No one is really perfect. Even the kindest and purest of all has it flaws.
I don't even know why but until now I can't outgrow these traits.
Like I can't have a control on myself.
So here I'm sharing to you my some traits that I literally want to outgrow them.
Trait # 1:
Having less patience.
I hate to admit it, but I find myself losing patiences immediately. I mean like after a few tries, I find myself giving up.
Thought it really depends on the task, generally I find myself stopping.
Like I know the saying goes by that never give up. But I don't even know why I give up.
How would I outgrow and remove this trait?
So what I'm planning to do is that I would be more patient. – obviously.
I mean I should try to expand my patience and just be determined to finish the task. Use my brain well.

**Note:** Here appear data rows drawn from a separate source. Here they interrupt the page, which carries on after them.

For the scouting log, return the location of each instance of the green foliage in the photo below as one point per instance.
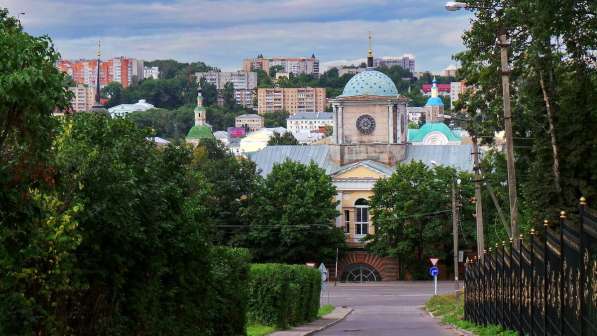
(234, 183)
(170, 69)
(451, 310)
(283, 295)
(230, 275)
(275, 119)
(168, 124)
(282, 139)
(411, 214)
(553, 150)
(292, 215)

With the mix of patience and determination you get success as a product. 😉
Having no control to myself.
This is the most hardest trait I ever hard. I can't control myself!
When I'm really curious, I lose control on myself and just do whatever I want in order to remove curiousity.
Like not being conscious.
And later on I would be regretting what I've done.
So I really really really need to learn on controlling myself.
How would I do this?
By resisting my urges to do things. By having that control fiercely.
I have to take control of myself than my curiosity.
Like what they say, regrets happens last.
And this goes similarly to trait #3
Sometimes, I have no discipline to myself.
Like I can't even resist!
I mean this happens lately. Maybe because I'm so sickly bored and I wasn't busy for the last four months.
How would I stop this trait?
I have to be determined on stopping this. And maybe busy myself more.
I have to learn how to resist.
Sometimes I think this is part of my life. Overthinking.
I really want to kill this trait and just be happy-go-lucky.
But then if you're intelligent and like you don't want failures (in short, perfectionist), you would go overthinking to the max.
I mean I'm not saying I'm a perfectionist. I'm just scared to commit mistakes. But if I ever commit mistakes, I accept them honestly.
Like how would I say this??
I'm not a perfectionist, but in life? You have to be successful. Pure failures results to massive misery.
I mean the point here is, I just don't want my life to have a greatest downfall.
I mean we all have right?
Ugh, I'm being nonsensical here.
Like we wouldn't stop the fact that we don't want things to go wrong right?
I don't even really know if I'm really hotheaded or it's just the people around me are so damn annoying.
I mean especially when I'm doing something and then they bug me? Sometimes I just sigh and sometimes I burst.
I mean I remember that's what my family and some of my teachers told me. I'm hotheaded.
Geez. I'm taking chill pills duh! Joke!
These are my five traits that I want to them to vanish.
How about you? What are five traits that you want to remove?